Thousands of women, supported by the Emperor, lived here. His wives, the most powerful of the harem’s residents, had their own palaces within its walls. My grandfather, Emperor Jahangir, had seventeen wives—a small number compared to his ancestors’ spouses. Though Grandfather was dead, his wives, being much younger, still remained with their scores of servants. Most of the harem’s women were concubines, who excelled in the arts of dance and music and were always available for the Emperor’s delight.

The royal children also lived within this realm. I didn’t like it much, for the harem was a house governed by strict rules. My brothers could do almost anything, but girls enjoyed little freedom. In Grandfather’s day, female guards from the Amazon enforced the rules. Father had long since sent them away, but dozens of other guards were forever eager to keep me in check.
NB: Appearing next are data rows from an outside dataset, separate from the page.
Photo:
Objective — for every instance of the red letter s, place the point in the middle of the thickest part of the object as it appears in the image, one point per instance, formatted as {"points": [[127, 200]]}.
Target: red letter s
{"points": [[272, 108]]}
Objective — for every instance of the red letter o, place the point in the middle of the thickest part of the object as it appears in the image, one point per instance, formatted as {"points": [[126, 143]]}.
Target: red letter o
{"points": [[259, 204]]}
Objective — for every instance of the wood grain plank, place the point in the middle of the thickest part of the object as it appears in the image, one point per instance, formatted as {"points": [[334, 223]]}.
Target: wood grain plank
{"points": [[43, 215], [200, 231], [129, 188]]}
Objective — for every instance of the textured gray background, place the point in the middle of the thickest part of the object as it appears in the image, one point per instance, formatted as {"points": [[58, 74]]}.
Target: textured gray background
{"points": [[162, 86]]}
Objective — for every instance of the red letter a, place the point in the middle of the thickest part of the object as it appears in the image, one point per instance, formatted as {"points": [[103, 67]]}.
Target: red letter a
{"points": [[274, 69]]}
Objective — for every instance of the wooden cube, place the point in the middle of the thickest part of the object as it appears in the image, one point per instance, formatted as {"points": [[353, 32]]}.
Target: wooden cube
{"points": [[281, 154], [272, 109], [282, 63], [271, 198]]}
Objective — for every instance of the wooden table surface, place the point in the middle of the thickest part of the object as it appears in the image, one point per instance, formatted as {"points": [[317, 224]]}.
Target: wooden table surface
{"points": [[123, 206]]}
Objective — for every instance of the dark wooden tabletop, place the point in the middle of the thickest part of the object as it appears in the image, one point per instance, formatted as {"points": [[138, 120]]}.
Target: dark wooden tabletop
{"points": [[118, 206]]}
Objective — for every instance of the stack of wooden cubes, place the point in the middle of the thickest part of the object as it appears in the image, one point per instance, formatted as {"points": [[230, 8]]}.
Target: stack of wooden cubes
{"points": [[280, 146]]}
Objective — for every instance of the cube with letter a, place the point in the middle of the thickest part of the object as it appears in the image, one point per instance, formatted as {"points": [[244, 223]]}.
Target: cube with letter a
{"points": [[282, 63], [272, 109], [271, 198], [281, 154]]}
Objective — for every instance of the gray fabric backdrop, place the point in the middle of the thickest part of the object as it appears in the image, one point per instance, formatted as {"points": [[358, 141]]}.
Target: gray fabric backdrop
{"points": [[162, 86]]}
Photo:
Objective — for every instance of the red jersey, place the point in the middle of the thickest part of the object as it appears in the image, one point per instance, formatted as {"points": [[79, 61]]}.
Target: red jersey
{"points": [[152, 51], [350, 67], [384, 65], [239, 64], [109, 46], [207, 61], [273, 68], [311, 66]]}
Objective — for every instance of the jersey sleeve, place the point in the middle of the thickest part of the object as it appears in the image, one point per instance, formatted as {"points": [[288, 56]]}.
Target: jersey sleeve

The harem’s rooms were equal parts magnificence and comfort. Floors were strewn with cashmere carpets and silk cushions, walls with paintings and mirrors. Alleys were lined with manicured trees, thick enough to discourage the gaze of outsiders, but not a gentle breeze. Everywhere fountains spouted from square pools brimming with untroubled koi.

I now sat in an immense room along with servants and concubines, as well as my brothers and sisters, who were swathed in silk and precious gems. A pair of wetnurses fed my twin sisters, who were only a few months old. Behind them, stood my mother, Arjumand. Like most noblewomen, she was dressed in a short-sleeved shirt tight enough to seem a second skin and tucked into a loose skirt that fell to her ankles. Over her shoulders draped a cashmere shawl.

Everyone in the room, save eunuchs, servants and lesser concubines, wore jewelry. Strands of pearls adorned necks while precious stones dangled from each ear. Fingers and toes bore coveted treasures—gold and silver rings inset with sapphires and emeralds. Ladies’ nails gleamed in a variety of colors, though usually scarlet.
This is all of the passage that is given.